Preguntamos siempre a los verdugos lo mismo: «¿Cómo pudiste?». Y la respuesta que casi nunca esperamos es la más frecuente: no se sentían malos. Se sentían justos. El torturador que cree defender a su país, el ejecutivo que firma un vertido «dentro de la ley», el vecino que denuncia a una familia «por el bien del barrio»: casi ninguno se ve a sí mismo como un villano. La mayoría de las personas tiene una brújula moral que funciona… y aun así hace daño. La pregunta incómoda no es por qué existe la gente cruel, sino cómo la gente normal desactiva su propia conciencia sin sentirse peor persona por ello. A esa maquinaria el psicólogo Albert Bandura la llamó desconexión moral, y describió los ocho interruptores exactos que la accionan.

Para ilustrarlos usaremos un personaje que es casi un manual entero él solo: el juez Claude Frollo, de El jorobado de Notre Dame. Frollo persigue al pueblo gitano, encierra a un niño deforme en un campanario, quema media ciudad… y en ningún momento se cree malvado. Se cree puro. Esa distancia entre el daño que causa y la imagen intachable que tiene de sí mismo es, exactamente, el objeto de estudio de Bandura. Recuerda la regla de la casa: explicar no es exculpar. Entender el mecanismo no absuelve a nadie; lo vuelve reconocible, que es la única forma de frenarlo a tiempo.

// El conceptoLa conciencia tiene interruptores

Bandura partía de una idea sencilla: casi todos hemos interiorizado normas morales, y romperlas nos genera un castigo interno —culpa, vergüenza, remordimiento— que suele bastar para frenarnos. La desconexión moral es el conjunto de operaciones mentales que apagan ese castigo interno de forma selectiva: la persona conserva sus valores en general, pero los desactiva justo para esta conducta, esta víctima, este momento. No es que pierdan la moral; es que aprenden a saltársela sin sentir que lo hacen. Y lo verdaderamente perturbador es que no hace falta ser un psicópata para usarla: la usamos todos, a diario, en dosis pequeñas. Los ocho mecanismos actúan en tres puntos distintos del recorrido: sobre la conducta misma, sobre la responsabilidad del que la comete y sobre la víctima que la sufre.

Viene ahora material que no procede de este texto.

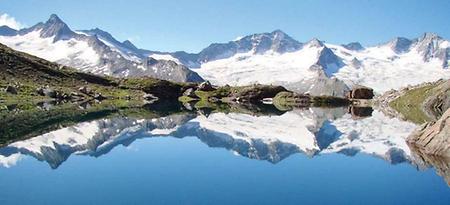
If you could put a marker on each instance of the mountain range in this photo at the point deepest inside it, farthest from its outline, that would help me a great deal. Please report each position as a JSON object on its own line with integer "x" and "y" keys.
{"x": 271, "y": 138}
{"x": 315, "y": 67}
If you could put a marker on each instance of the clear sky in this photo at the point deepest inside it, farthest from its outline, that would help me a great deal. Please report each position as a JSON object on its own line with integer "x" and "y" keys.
{"x": 191, "y": 25}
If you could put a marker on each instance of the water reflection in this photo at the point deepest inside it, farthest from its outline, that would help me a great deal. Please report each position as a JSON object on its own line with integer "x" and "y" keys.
{"x": 310, "y": 131}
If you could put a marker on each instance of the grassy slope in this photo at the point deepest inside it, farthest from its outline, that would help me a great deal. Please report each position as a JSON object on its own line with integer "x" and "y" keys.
{"x": 410, "y": 105}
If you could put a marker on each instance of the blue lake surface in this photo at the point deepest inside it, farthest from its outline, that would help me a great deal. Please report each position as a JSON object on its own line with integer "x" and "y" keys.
{"x": 178, "y": 165}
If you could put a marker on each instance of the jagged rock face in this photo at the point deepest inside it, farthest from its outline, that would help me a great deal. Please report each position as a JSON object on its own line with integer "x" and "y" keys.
{"x": 428, "y": 46}
{"x": 436, "y": 104}
{"x": 433, "y": 138}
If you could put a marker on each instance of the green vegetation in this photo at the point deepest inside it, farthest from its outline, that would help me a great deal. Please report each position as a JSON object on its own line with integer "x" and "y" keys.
{"x": 410, "y": 104}
{"x": 424, "y": 103}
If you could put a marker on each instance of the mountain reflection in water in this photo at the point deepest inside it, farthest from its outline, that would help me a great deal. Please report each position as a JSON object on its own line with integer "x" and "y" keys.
{"x": 310, "y": 131}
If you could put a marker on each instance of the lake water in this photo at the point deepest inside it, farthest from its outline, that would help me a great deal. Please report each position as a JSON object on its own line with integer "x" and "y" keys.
{"x": 308, "y": 156}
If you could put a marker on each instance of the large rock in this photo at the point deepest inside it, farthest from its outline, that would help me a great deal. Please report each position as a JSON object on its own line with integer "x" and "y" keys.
{"x": 256, "y": 93}
{"x": 205, "y": 86}
{"x": 46, "y": 91}
{"x": 86, "y": 90}
{"x": 433, "y": 138}
{"x": 360, "y": 92}
{"x": 11, "y": 89}
{"x": 190, "y": 93}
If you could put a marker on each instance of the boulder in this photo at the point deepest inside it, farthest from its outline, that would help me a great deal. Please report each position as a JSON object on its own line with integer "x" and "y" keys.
{"x": 190, "y": 93}
{"x": 434, "y": 137}
{"x": 360, "y": 92}
{"x": 149, "y": 97}
{"x": 205, "y": 86}
{"x": 99, "y": 96}
{"x": 360, "y": 112}
{"x": 256, "y": 93}
{"x": 11, "y": 89}
{"x": 46, "y": 91}
{"x": 86, "y": 90}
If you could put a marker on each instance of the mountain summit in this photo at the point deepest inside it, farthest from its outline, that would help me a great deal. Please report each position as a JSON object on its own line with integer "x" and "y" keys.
{"x": 95, "y": 51}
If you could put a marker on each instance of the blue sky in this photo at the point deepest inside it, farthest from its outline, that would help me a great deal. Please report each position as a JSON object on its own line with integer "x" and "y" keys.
{"x": 193, "y": 24}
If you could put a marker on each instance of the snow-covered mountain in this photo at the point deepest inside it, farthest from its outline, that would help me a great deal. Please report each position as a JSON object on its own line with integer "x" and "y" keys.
{"x": 272, "y": 138}
{"x": 93, "y": 51}
{"x": 318, "y": 67}
{"x": 268, "y": 58}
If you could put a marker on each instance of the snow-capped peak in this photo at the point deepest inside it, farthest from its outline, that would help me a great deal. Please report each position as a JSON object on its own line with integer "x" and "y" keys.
{"x": 314, "y": 43}
{"x": 353, "y": 46}
{"x": 54, "y": 27}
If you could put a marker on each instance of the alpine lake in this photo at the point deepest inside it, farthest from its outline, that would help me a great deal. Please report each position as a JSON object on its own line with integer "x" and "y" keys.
{"x": 169, "y": 153}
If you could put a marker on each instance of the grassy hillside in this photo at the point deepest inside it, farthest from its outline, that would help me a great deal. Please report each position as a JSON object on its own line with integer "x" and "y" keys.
{"x": 424, "y": 103}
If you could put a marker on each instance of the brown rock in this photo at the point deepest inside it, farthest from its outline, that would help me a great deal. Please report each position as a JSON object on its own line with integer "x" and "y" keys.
{"x": 205, "y": 86}
{"x": 433, "y": 138}
{"x": 360, "y": 92}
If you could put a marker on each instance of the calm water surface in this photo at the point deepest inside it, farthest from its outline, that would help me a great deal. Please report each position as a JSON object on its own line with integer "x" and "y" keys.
{"x": 311, "y": 156}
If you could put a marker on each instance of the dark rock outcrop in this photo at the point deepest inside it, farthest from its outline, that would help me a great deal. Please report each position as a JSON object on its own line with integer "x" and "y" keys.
{"x": 360, "y": 92}
{"x": 205, "y": 86}
{"x": 190, "y": 92}
{"x": 11, "y": 89}
{"x": 256, "y": 93}
{"x": 434, "y": 137}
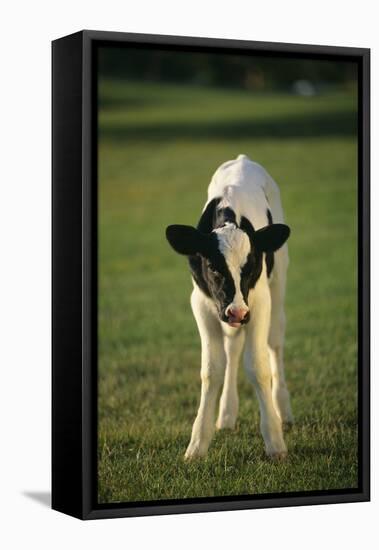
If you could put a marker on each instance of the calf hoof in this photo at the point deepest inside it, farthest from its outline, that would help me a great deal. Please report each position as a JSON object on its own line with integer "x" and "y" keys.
{"x": 195, "y": 451}
{"x": 226, "y": 423}
{"x": 288, "y": 425}
{"x": 277, "y": 456}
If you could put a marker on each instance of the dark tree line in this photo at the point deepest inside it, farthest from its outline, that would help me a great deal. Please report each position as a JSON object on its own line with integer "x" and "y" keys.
{"x": 212, "y": 69}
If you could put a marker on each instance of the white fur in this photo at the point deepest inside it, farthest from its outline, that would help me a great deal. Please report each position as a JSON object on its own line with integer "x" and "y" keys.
{"x": 249, "y": 190}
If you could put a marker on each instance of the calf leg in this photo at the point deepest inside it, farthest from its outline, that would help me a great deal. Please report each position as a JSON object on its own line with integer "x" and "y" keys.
{"x": 213, "y": 363}
{"x": 229, "y": 398}
{"x": 258, "y": 369}
{"x": 280, "y": 392}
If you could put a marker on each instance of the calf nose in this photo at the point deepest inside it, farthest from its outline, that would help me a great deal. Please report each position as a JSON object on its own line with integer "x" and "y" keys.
{"x": 236, "y": 314}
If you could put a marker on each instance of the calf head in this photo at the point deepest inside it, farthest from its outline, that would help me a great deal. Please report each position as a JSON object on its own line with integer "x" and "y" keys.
{"x": 227, "y": 262}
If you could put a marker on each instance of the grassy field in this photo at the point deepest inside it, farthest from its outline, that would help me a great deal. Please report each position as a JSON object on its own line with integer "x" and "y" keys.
{"x": 158, "y": 147}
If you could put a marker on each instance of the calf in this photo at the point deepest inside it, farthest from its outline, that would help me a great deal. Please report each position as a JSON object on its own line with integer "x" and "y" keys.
{"x": 238, "y": 300}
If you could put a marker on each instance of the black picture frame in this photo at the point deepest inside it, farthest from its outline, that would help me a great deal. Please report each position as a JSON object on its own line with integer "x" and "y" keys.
{"x": 74, "y": 274}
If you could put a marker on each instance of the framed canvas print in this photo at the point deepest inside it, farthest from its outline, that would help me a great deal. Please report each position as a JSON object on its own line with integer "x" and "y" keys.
{"x": 210, "y": 275}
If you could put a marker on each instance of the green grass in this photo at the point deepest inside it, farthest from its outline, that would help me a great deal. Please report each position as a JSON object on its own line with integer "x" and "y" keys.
{"x": 158, "y": 147}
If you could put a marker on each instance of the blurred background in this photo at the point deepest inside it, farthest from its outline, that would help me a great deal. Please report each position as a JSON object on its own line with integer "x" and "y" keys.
{"x": 167, "y": 120}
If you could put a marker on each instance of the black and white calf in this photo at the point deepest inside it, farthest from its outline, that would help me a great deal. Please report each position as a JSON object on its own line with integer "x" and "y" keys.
{"x": 238, "y": 300}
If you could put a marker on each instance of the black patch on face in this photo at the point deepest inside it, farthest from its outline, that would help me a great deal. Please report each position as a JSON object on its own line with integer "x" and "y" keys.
{"x": 269, "y": 255}
{"x": 208, "y": 266}
{"x": 211, "y": 274}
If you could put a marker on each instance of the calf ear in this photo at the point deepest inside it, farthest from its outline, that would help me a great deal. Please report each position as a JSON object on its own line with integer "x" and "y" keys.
{"x": 271, "y": 237}
{"x": 187, "y": 240}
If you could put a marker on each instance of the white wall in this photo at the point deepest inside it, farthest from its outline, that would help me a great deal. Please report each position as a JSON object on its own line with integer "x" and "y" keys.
{"x": 27, "y": 29}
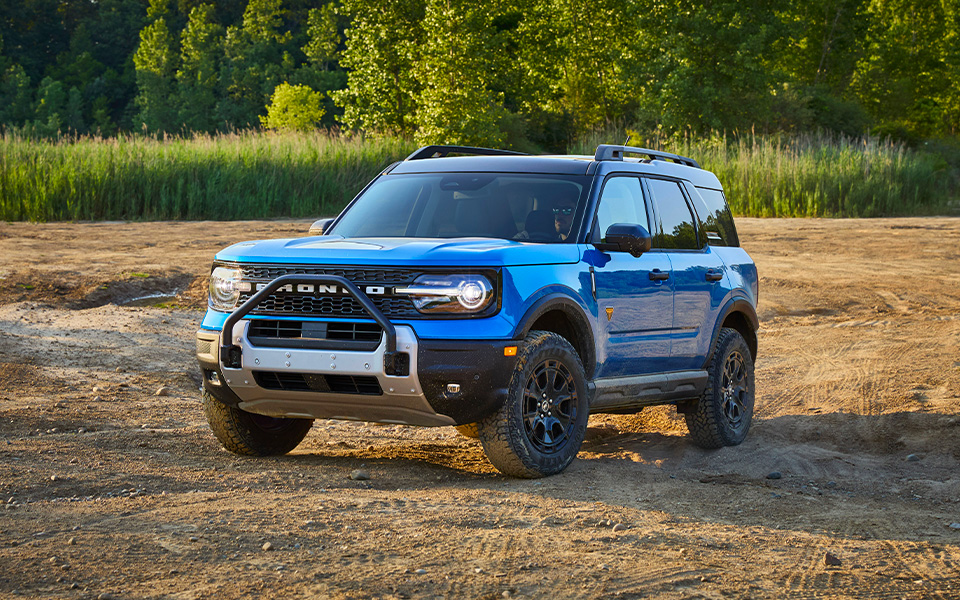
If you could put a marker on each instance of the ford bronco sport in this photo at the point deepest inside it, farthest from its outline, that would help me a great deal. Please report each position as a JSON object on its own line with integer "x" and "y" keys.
{"x": 506, "y": 294}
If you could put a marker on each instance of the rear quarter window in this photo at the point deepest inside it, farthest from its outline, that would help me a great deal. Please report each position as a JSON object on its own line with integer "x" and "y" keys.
{"x": 715, "y": 215}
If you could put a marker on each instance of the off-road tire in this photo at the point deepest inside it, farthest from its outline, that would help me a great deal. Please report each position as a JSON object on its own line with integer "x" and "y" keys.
{"x": 470, "y": 430}
{"x": 248, "y": 434}
{"x": 722, "y": 415}
{"x": 524, "y": 438}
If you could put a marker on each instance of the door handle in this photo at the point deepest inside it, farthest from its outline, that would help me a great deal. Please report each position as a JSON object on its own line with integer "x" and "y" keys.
{"x": 658, "y": 275}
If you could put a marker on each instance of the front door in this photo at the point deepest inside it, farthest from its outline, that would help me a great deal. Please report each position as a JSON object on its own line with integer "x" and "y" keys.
{"x": 634, "y": 294}
{"x": 697, "y": 274}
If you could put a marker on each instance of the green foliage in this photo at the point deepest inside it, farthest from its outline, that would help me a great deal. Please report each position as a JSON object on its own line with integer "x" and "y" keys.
{"x": 812, "y": 175}
{"x": 901, "y": 79}
{"x": 382, "y": 45}
{"x": 323, "y": 36}
{"x": 255, "y": 63}
{"x": 201, "y": 47}
{"x": 155, "y": 61}
{"x": 50, "y": 108}
{"x": 16, "y": 97}
{"x": 456, "y": 104}
{"x": 235, "y": 176}
{"x": 295, "y": 107}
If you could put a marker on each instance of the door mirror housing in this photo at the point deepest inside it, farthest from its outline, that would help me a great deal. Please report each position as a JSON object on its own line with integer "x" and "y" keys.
{"x": 627, "y": 237}
{"x": 320, "y": 226}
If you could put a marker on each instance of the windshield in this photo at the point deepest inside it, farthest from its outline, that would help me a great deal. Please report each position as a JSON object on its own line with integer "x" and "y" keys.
{"x": 533, "y": 208}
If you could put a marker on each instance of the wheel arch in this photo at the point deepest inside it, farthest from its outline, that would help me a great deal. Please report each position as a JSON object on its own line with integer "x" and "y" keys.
{"x": 740, "y": 315}
{"x": 561, "y": 314}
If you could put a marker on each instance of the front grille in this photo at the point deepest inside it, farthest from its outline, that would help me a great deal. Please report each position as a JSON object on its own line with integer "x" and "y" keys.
{"x": 271, "y": 272}
{"x": 288, "y": 303}
{"x": 285, "y": 303}
{"x": 341, "y": 335}
{"x": 204, "y": 346}
{"x": 310, "y": 382}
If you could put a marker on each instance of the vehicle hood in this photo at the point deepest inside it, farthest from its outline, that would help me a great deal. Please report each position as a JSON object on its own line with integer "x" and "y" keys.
{"x": 475, "y": 252}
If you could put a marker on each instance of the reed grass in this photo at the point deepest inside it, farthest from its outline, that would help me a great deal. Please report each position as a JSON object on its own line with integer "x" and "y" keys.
{"x": 233, "y": 176}
{"x": 814, "y": 174}
{"x": 262, "y": 175}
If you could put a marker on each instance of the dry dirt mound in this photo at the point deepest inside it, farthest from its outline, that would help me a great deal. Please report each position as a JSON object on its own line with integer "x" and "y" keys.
{"x": 111, "y": 483}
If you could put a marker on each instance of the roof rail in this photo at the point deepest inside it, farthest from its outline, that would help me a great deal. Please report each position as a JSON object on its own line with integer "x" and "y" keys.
{"x": 441, "y": 151}
{"x": 610, "y": 152}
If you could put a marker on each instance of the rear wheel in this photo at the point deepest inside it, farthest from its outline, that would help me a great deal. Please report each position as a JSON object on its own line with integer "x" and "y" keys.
{"x": 723, "y": 414}
{"x": 540, "y": 426}
{"x": 250, "y": 434}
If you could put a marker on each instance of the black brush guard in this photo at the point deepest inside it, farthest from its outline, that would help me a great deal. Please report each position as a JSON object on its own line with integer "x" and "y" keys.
{"x": 231, "y": 355}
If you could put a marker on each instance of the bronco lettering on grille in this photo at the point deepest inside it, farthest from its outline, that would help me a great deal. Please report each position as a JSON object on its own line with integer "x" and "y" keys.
{"x": 309, "y": 288}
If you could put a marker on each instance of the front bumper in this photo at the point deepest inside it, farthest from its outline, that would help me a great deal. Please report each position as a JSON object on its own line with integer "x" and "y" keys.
{"x": 462, "y": 382}
{"x": 479, "y": 369}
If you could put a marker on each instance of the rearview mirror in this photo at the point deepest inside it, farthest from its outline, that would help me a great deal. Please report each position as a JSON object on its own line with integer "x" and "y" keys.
{"x": 320, "y": 226}
{"x": 627, "y": 237}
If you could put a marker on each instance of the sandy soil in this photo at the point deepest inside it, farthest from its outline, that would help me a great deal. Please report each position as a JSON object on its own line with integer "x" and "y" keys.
{"x": 110, "y": 490}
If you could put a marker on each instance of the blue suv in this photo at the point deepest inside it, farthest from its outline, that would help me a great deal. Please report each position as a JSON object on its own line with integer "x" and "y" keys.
{"x": 508, "y": 295}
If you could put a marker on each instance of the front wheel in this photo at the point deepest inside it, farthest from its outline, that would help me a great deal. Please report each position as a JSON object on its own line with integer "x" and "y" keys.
{"x": 249, "y": 434}
{"x": 723, "y": 413}
{"x": 541, "y": 424}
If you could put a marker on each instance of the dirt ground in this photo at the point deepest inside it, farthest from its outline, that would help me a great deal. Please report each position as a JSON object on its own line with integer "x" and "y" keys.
{"x": 109, "y": 489}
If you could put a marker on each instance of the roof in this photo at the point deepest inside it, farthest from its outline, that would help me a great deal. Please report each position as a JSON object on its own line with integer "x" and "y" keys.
{"x": 497, "y": 161}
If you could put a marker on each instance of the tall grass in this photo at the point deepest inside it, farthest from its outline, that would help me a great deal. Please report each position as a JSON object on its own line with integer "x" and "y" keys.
{"x": 815, "y": 175}
{"x": 257, "y": 175}
{"x": 236, "y": 176}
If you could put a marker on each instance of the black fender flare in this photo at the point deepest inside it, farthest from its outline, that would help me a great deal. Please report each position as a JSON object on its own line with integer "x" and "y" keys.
{"x": 741, "y": 305}
{"x": 586, "y": 340}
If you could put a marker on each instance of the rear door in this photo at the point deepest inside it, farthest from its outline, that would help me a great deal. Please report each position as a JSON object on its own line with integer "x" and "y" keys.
{"x": 634, "y": 294}
{"x": 697, "y": 272}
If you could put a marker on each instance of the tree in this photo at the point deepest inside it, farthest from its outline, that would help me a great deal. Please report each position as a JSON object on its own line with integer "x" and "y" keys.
{"x": 295, "y": 107}
{"x": 155, "y": 61}
{"x": 201, "y": 46}
{"x": 322, "y": 36}
{"x": 713, "y": 68}
{"x": 16, "y": 97}
{"x": 902, "y": 78}
{"x": 382, "y": 47}
{"x": 255, "y": 62}
{"x": 455, "y": 104}
{"x": 578, "y": 58}
{"x": 51, "y": 107}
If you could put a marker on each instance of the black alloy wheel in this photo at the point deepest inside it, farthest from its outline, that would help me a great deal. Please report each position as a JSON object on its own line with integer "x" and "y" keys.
{"x": 549, "y": 407}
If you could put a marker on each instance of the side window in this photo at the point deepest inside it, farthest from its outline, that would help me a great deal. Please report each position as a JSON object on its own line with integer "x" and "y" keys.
{"x": 676, "y": 230}
{"x": 621, "y": 201}
{"x": 715, "y": 216}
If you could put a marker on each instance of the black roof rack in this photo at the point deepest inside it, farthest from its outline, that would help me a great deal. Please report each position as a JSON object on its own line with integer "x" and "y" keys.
{"x": 610, "y": 152}
{"x": 441, "y": 151}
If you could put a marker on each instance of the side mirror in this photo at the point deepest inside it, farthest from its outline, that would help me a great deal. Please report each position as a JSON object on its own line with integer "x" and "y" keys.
{"x": 628, "y": 237}
{"x": 320, "y": 226}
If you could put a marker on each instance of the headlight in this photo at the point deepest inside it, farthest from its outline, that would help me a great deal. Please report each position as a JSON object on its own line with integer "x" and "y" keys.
{"x": 224, "y": 288}
{"x": 450, "y": 293}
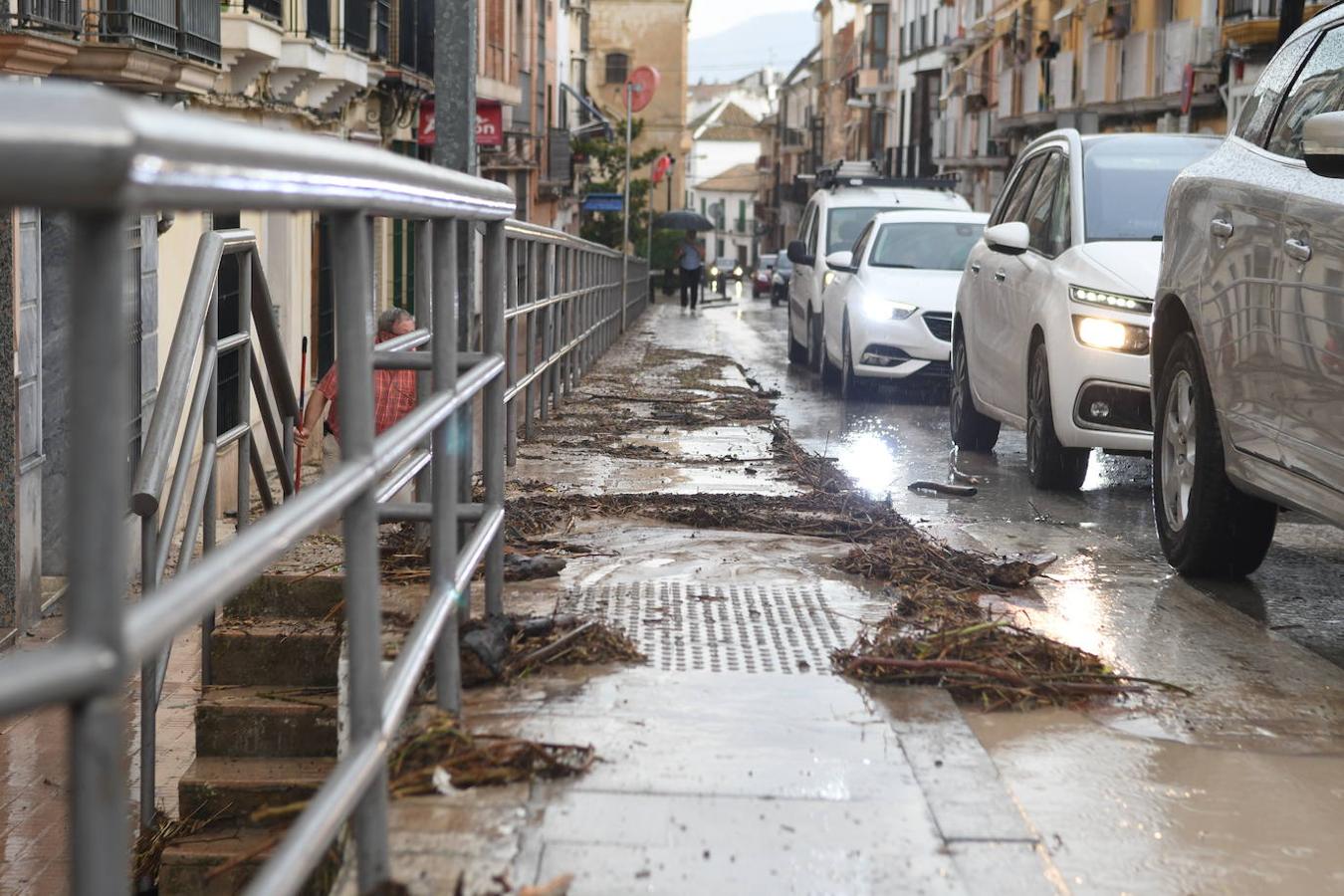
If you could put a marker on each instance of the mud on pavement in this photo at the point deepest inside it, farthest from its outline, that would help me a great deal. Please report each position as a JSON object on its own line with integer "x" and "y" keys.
{"x": 738, "y": 761}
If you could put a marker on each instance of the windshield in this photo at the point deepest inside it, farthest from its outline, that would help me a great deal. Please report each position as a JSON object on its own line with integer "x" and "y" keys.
{"x": 924, "y": 245}
{"x": 844, "y": 226}
{"x": 1125, "y": 183}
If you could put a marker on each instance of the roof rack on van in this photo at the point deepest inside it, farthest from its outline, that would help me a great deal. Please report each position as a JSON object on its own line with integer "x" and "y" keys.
{"x": 855, "y": 173}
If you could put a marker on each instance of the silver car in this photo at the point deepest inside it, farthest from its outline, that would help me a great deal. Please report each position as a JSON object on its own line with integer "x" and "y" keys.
{"x": 1247, "y": 344}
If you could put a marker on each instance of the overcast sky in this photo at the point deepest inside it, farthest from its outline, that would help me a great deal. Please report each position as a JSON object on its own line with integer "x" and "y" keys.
{"x": 711, "y": 16}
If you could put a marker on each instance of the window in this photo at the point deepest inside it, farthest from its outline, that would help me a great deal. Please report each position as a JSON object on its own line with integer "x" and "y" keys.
{"x": 617, "y": 68}
{"x": 1126, "y": 179}
{"x": 844, "y": 226}
{"x": 1319, "y": 88}
{"x": 1043, "y": 202}
{"x": 1013, "y": 203}
{"x": 862, "y": 243}
{"x": 1259, "y": 109}
{"x": 925, "y": 246}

// Bloque 1 · Maquillar el actoCuando el daño se disfraza de bien

1 · Justificación moral. El primer y más poderoso interruptor: el acto dañino se reencuadra como un servicio a un fin superior. No mato, protejo; no reprimo, salvo almas. Frollo no persigue a Esmeralda por odio confeso: se convence de que limpia el mundo de pecado, de que Dios guía su mano. La historia está llena de esta pirueta: cruzadas, inquisiciones, «limpiezas» y purgas se han firmado siempre en nombre de una causa sagrada. Cuando alguien te dice que hace algo terrible «por un bien mayor», estás oyendo el motor de la desconexión moral en marcha.

2 · Lenguaje eufemístico. Las palabras anestesian. No se despide, se reestructura; no se bombardea a civiles, se producen daños colaterales; no se tortura, se aplican técnicas de interrogatorio reforzado. El eufemismo pone una capa de algodón entre la conciencia y el acto, de modo que la mano hace lo que la lengua ya no nombra. Frollo no dice «voy a quemar a esa gente en su casa»: habla de purificar, de erradicar el pecado. El vocabulario aséptico permite ejecutar sin sentir.

3 · Comparación ventajosa. El truco del contraste: «lo mío no es nada al lado de lo que hacen ellos». Situando la propia conducta junto a otra peor, el daño propio parece casi un favor. «Solo les di un susto, no como esos que matan.» «Recorto derechos, pero para evitar un caos mayor.» Frollo justifica su crueldad presentándose como el único dique frente a una supuesta amenaza monstruosa: comparado con el fin del mundo que él imagina, quemar una ciudad suena razonable. El listón moral no se sube: se baja poniendo al lado algo aún más oscuro.

// Bloque 2 · Borrar al culpable«Yo solo cumplía órdenes»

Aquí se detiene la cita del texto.